Natal Diabólico
Original:Christmas Evil / You Better Watch Out
Ano:1980•País:EUA Direção:Lewis Jackson Roteiro:Lewis Jackson Produção:Pete Kameron, Burt Kleiner Elenco:Brandon Maggart, Jeffrey DeMunn, Dianne Hull, Andy Fenwick, Brian Neville, Joe Jamrog, Wally Moran, Gus Salud |
Descobrir que o Papai Noel não existe nunca foi tão danoso à saúde mental. No longa-metragem You Better Watch Out, de 1980, ou Natal Diabólico, essa revelação rendeu um trauma sem precedentes na vida de Harry Stadling, interpretado por Brandon Maggart. Em uma despretensiosa noite de Natal, ele flagrou seu pai, caracterizado de bom velhinho, e sua mãe em um momento íntimo. Esse momento o acompanhou durante toda a fase adulta, quando ele passa a ser ridicularizado pelos colegas de trabalho, diminuído pelo irmão e começa a nutrir uma fixação pelo mito do Santa Claus, vigiando as crianças da vizinhança e mantendo uma lista de garotos e garotas que não se comportaram bem durante o ano. Em um determinado final de ano, após um colapso nervoso, Harry chega ao seu limite e, fantasiado de Papai Noel, parte em uma jornada de matança e “justiça” pelas crianças boazinhas.

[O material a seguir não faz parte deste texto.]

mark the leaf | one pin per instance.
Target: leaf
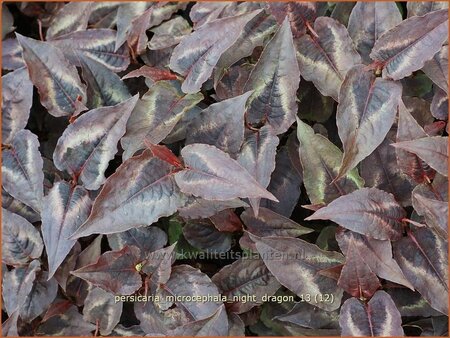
(156, 114)
(169, 33)
(146, 239)
(270, 224)
(245, 278)
(100, 307)
(221, 124)
(357, 278)
(380, 170)
(16, 286)
(202, 235)
(22, 175)
(21, 241)
(42, 294)
(212, 174)
(65, 209)
(275, 83)
(114, 271)
(197, 54)
(422, 256)
(215, 325)
(297, 266)
(70, 18)
(368, 21)
(320, 161)
(85, 152)
(433, 150)
(379, 317)
(298, 13)
(409, 163)
(57, 81)
(17, 98)
(326, 58)
(435, 68)
(366, 111)
(97, 44)
(123, 204)
(368, 211)
(405, 48)
(104, 87)
(377, 254)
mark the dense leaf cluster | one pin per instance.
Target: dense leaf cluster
(245, 168)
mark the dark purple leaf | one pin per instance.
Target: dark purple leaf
(406, 47)
(65, 208)
(59, 86)
(368, 211)
(379, 317)
(366, 111)
(115, 271)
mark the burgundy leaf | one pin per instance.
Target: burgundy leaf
(368, 211)
(198, 53)
(245, 278)
(366, 111)
(212, 174)
(368, 21)
(84, 151)
(299, 14)
(275, 83)
(221, 125)
(57, 81)
(17, 97)
(422, 256)
(115, 271)
(123, 204)
(296, 267)
(22, 175)
(21, 241)
(65, 208)
(406, 47)
(326, 57)
(379, 317)
(432, 150)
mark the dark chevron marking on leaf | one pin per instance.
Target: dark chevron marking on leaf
(156, 114)
(17, 98)
(257, 155)
(87, 145)
(366, 111)
(275, 79)
(22, 175)
(124, 204)
(198, 53)
(326, 59)
(368, 21)
(221, 124)
(97, 44)
(297, 269)
(368, 211)
(405, 48)
(298, 13)
(114, 271)
(379, 317)
(65, 208)
(422, 256)
(320, 160)
(105, 88)
(57, 81)
(212, 174)
(433, 150)
(21, 241)
(70, 18)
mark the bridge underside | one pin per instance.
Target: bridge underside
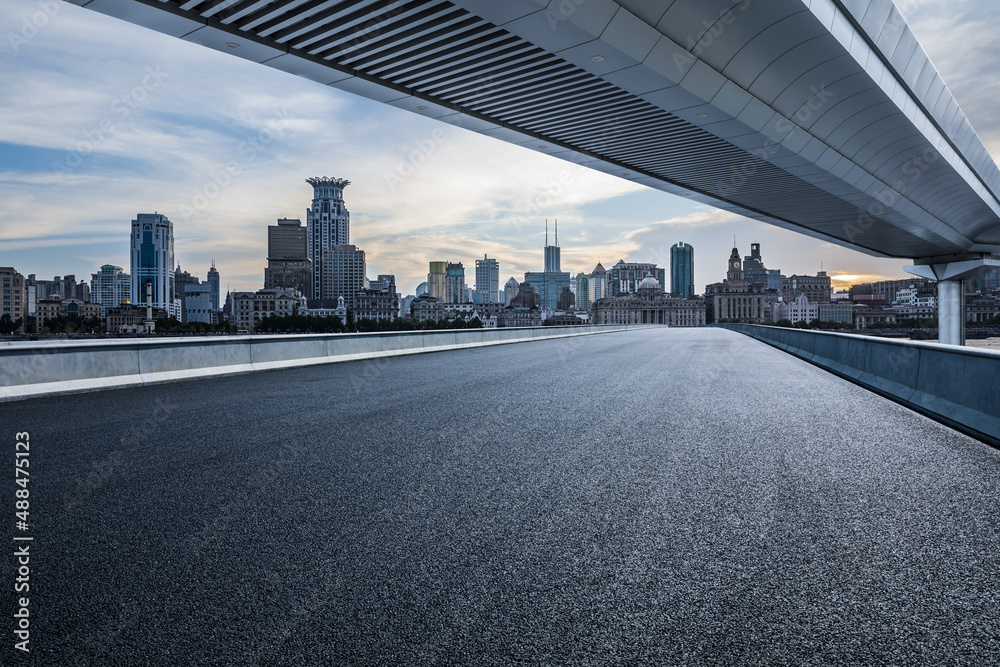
(827, 119)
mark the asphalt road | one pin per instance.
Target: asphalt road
(657, 496)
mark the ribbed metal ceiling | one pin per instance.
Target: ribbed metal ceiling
(438, 51)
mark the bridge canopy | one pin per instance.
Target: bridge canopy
(821, 116)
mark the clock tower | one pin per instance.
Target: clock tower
(735, 273)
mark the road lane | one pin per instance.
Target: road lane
(671, 496)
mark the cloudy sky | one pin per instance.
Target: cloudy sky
(101, 119)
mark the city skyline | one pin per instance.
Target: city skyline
(104, 129)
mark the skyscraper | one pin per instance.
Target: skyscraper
(288, 264)
(454, 283)
(153, 259)
(552, 251)
(435, 279)
(487, 279)
(582, 291)
(550, 282)
(213, 285)
(509, 290)
(682, 269)
(327, 225)
(109, 287)
(344, 273)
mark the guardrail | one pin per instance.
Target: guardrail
(958, 386)
(45, 368)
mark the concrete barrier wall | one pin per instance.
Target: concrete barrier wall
(55, 367)
(959, 386)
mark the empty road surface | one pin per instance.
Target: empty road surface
(660, 496)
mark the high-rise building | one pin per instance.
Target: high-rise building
(816, 288)
(598, 283)
(288, 264)
(213, 285)
(109, 287)
(509, 290)
(549, 284)
(624, 277)
(436, 279)
(328, 225)
(487, 279)
(552, 261)
(582, 291)
(198, 303)
(682, 269)
(734, 299)
(181, 280)
(454, 283)
(343, 273)
(153, 260)
(15, 296)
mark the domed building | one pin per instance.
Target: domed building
(649, 304)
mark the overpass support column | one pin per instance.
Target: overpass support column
(951, 312)
(951, 273)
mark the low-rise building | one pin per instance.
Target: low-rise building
(376, 304)
(248, 308)
(50, 309)
(981, 308)
(837, 311)
(873, 318)
(519, 316)
(129, 318)
(649, 305)
(427, 307)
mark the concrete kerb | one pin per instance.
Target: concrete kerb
(42, 369)
(957, 386)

Dirigido e roteirizado por Lewis Jackson, o filme trabalha muito bem a ideia de que a nossa criança interior nos acompanha a vida toda – e como nossos traumas e desejos antigos podem ser subvertidos na fase adulta. Nesse sentido, um ponto muito positivo do longa-metragem é a série de elementos que cercam o personagem principal que sempre remetem ao Natal e fazem parte da sua fantasia – ele trabalha em uma fábrica de brinquedos, a decoração da casa dele remete ao Natal, além dele se enxergar como o próprio Papai Noel – seu pai.
Referenciando o complexo de édipo, o longa é uma narrativa excelente de desvirtualização da mágica do Natal e funciona bem tanto como um slasher, mas também causa bastante tensão em cenas que trabalham um horror mais psicológico. Além disso, a interpretação de Brandon como o perturbado Harry é muito boa – o ator transmite bastante a confusão mental dele e a sua degradação psíquica – e o elenco infantil é competente. Simbolicamente, as crianças representam essa fantasia que não morreu, o que fica nítido na cena em que a menina entrega o canivete para o Harry. No entanto, nem todos os personagens possuem suas funções narrativas tão bem aproveitadas, como é possível observar no pouco desenvolvimento da relação do personagem principal com o seu irmão, onde claramente há um conflito não resolvido entre os personagens.
Já em relação à sua duração, o filme tem o tempo que precisa ter para focar na narrativa – do primeiro até o segundo ato – e nas coisas horríveis que vão acontecendo ao personagem principal que, mais tarde, contribuem para a sua loucura. O ritmo é mais lento durante essas duas primeiras partes, o que é necessário para que o terceiro ato seja um pouco mais brutal, tanto psicologicamente quanto fisicamente.
Os efeitos práticos visuais são decentes, principalmente se considerarmos as possibilidades de uso desses recursos nos anos 80. As mortes dos personagens são criativas e os ataques de fúria do personagem principal são muito bem dirigidos, havendo apenas alguns pequenos erros de continuidade que prejudicam um pouco o andamento do filme, como é o caso do momento da fuga do personagem neve afora, onde ele cai e a peruca do Papai Noel também cai, mas no instante seguinte, ele reaparece com a caracterização arrumada novamente.
Dito isso, Natal Diabólico é estranho, divertido e creep no sentido mais literal da expressão – uma excelente opção para assistir em meio às festividades do final do ano. Com um final, para dizer no mínimo, “viajado”, assim como pede o filme, o espectador certamente tira suas próprias conclusões sobre o destino de Harry, mas elas não importam: o diretor usa a figura do Papai Noel apenas como metáfora para brincar com os traumas e com a fantasia do personagem principal do início ao fim, o que faz com que nós tenhamos uma certa empatia com ele e com sua dor.